2.      Aqui, analiso desenhos e fotografias publicadas em jornais e cartazes e produzidas por desenhistas e fotógrafos a serviço do Movimento Constitucionalista, do jornal O Estado de São Paulo, Folha da Manhã e Diario Nacional, entre outros, ou envolvidos em campanhas cívicas como “Doe ouro para o bem de São Paulo”.

3.      Em boa parte, a construção de um sentido para o conflito deve-se ao sucesso dessa propaganda política onde a produção de imagens encontram-se inseridas. O público não especializado mesmo hoje em dia continua a entender o movimento como uma revolta do povo paulista contra a ditadura do Estado Novo, apesar de análises recentes de historiadores mostrarem que os eventos de 1932 foram expressão da vontade política de parcela dessa população paulista.

4.      Se compreendermos política como ação simbólica, como propõe o antropólogo Clifford Geertz (1980, 170), então a propaganda política, por operar basicamente por meio da manipulação de símbolos, constitui-se num tema privilegiado para a reconstituição do sistema de ideias e da cultura política da época. Esse artigo, em síntese, pretende abordar essas ideias, orientadoras dos interesses políticos envolvidos no movimento constitucionalista de 1932 por meio de algumas imagens muito conhecidas, produzidas  e utilizadas durante o conflito como forma de mobilização num autêntico esforço de guerra.

Imagem e propaganda

5.      Essa propaganda, utilizada pelos paulistas em 1932 e também pelo Estado Novo, não era um fenômeno único no seu tempo. Na década de 1930, com a crise dos governos que seguiam modelos liberais e o aparente sucesso dos regimes autoritários na Europa e na América do Sul, aparece a necessidade de estabelecer suas correspondentes políticas de massa e seus mecanismos de controle social (PAULO, 1994, 175). A análise da propaganda política, fenômeno da sociedade e da cultura de massas nas décadas de 1930 e 40, permite o estabelecimento da conexão entre política e cultura no Brasil (CAPELATO, 1998, 35) e em diversos outros países. A propaganda política do período utilizava-se, evidentemente, da maturação do desenvolvimento dos recursos técnicos de comunicação da época, como o rádio, jornais e impressos em geral. Era, enfim, como notou Walter Benjamin em 1936, o período do surgimento da nova obra de arte, tecnicamente produzida e destinada às massas.
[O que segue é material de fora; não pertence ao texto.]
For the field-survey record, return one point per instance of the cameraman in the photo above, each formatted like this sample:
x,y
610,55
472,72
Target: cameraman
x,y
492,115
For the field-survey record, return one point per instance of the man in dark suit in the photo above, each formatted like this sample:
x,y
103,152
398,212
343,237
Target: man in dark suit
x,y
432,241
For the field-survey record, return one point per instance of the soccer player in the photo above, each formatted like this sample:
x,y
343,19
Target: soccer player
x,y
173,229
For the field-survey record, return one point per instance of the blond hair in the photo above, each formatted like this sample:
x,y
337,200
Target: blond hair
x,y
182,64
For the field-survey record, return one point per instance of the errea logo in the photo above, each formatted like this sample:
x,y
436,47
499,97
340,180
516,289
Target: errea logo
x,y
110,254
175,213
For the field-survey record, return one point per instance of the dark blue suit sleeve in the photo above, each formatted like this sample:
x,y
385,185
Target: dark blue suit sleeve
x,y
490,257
6.      O surgimento do fascismo na Itália e do nazismo na Alemanha, a presença de Josef Stalin na União Soviética, a vitória de Francisco Franco na Espanha e a implantação do "Estado Novo" em Portugal e no Brasil, iguais no nome e na matriz autoritária (PAULO, 1994, 176), criam as condições para o surgimento do realismo do entre-guerras, um estilo artístico adequado a governantes que tentam entrar em contato com a “alma do povo” utilizando-se, segundo define Clement Greenberg em 1939, o kitsch: uma arte de retaguarda, degradada, um expediente de regimes autoritários. No entre-guerra, constituem-se os aparelhos de propaganda oficiais nos países acima mencionados, destacando-se o Secretariado de Propaganda Nacional em Portugal, o Departamento de Imprensa e Propaganda no Brasil, o Reichsministerium für Volksanfkärung und Propaganda na Alemanha, e a produção do Istituto Nazionale Fascista di Cultura na Itália, entre outros.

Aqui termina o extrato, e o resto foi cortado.